The first obstacle in his path turns into an unforeseen silver lining. A bad-tempered Irish lush, Jim O’Neary (Kevin Conway), occupies the top floor, with his young and pregnant wife Mary. He refuses to leave, partly to annoy the landlord.

Mary goes into labor on the premises and surly Jim vanishes in the immediate aftermath. Soft-heartened Buddy arranges for Mary to move into a secluded apartment elsewhere in town, intending to subsidize her and the baby for a matter of weeks. The act of generosity blossoms into love, eventually reciprocated by Mary herself.

Time begins to run out on Buddy’s double life: he starts working double shifts, cherishing in-between hours that he spends with Mary and the baby. The roof falls in when Estelle catches on.

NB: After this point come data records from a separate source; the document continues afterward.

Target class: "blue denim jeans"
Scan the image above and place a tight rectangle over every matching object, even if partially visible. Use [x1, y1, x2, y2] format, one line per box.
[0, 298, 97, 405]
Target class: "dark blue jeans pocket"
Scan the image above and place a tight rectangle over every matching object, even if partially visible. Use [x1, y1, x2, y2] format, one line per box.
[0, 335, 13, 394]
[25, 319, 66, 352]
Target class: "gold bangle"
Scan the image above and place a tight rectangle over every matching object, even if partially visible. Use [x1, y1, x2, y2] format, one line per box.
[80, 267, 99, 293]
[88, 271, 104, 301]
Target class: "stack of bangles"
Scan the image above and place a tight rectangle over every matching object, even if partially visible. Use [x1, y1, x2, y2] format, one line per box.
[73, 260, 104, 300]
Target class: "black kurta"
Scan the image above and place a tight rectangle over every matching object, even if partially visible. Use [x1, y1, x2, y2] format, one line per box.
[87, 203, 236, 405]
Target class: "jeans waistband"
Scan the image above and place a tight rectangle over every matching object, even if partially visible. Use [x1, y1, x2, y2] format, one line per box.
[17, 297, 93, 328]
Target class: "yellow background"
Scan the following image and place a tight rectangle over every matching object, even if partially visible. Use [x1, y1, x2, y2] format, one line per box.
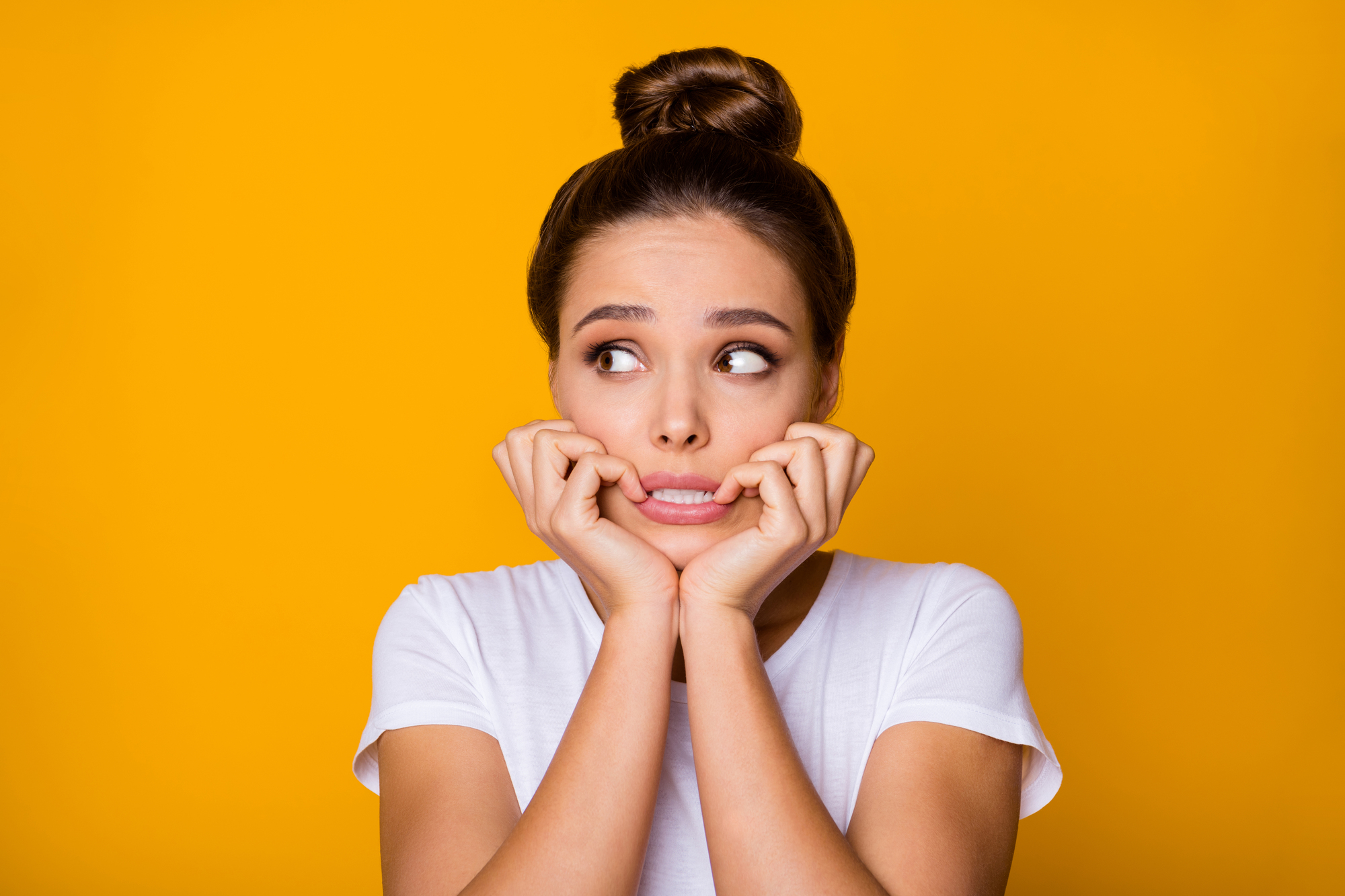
[0, 0, 1345, 895]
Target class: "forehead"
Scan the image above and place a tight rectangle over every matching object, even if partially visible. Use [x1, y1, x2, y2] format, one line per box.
[561, 218, 806, 339]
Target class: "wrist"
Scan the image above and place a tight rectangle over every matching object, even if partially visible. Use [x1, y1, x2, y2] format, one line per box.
[678, 599, 756, 645]
[603, 600, 681, 650]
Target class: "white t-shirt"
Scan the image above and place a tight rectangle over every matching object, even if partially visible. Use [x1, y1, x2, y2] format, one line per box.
[355, 552, 1061, 896]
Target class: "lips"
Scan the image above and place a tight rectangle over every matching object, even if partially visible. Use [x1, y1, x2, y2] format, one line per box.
[636, 473, 729, 526]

Confronted with a choice of patching up a loveless marriage or taking a chance on love, Buddy disgraces himself in the eyes of his friends and relatives by choosing love.

The movie, a second feature written and directed by Raymond DeFelitta, who ascribes it to family stories about an unhappy uncle, who never enjoyed the sort of happy ending that the filmmakers contrive for Buddy, has a parlor-game entertainment value for spectators who have been following “The Sopranos.”

Several cast members have been prominent in the “Sopranos” ensemble, notably Mr. Rispoli, Vincent Pastore as a bar-owning mentor and the phenomenal Miss Narducci, whose performance as the defiantly stagnating Estelle is the most distinctive and haunting aspect of the production.

So much so that her presence tends to overshadow the benign drift of the plot. Estelle’s behavior seems so weirdly self-defeating that it carves out some new niche of domestic perversity: a shrew who doesn’t even crave her own home in which to be a tyrant.

She’s nursing some magnitude of pride and resentment that might be easier to rationalize in a Greek tragedy.

Although he’s a fleeting character, Kevin Conway dominates his scenes in a similar respect. One of the obstacles Mr. De Felitta creates for himself is a poor competitive framework for the love match. The roles of the killjoy mates are so much stronger that it’s almost incumbent to get them off the screen or out of town.

Unfortunately, Mr. Rispoli and Miss Macdonald don’t share a comical-whimsical rapport adequate to correct the imbalance. If they’re eccentrically right for each other, Mr. De Felitta has neglected to write the scenes or conjure up the chemistry needed to justify his partiality. One accepts his fable on faith more than evidence. Not a bad bargain, especially in a week starved for likable movies, but decisive, irresistible charm eludes “Two Family House.”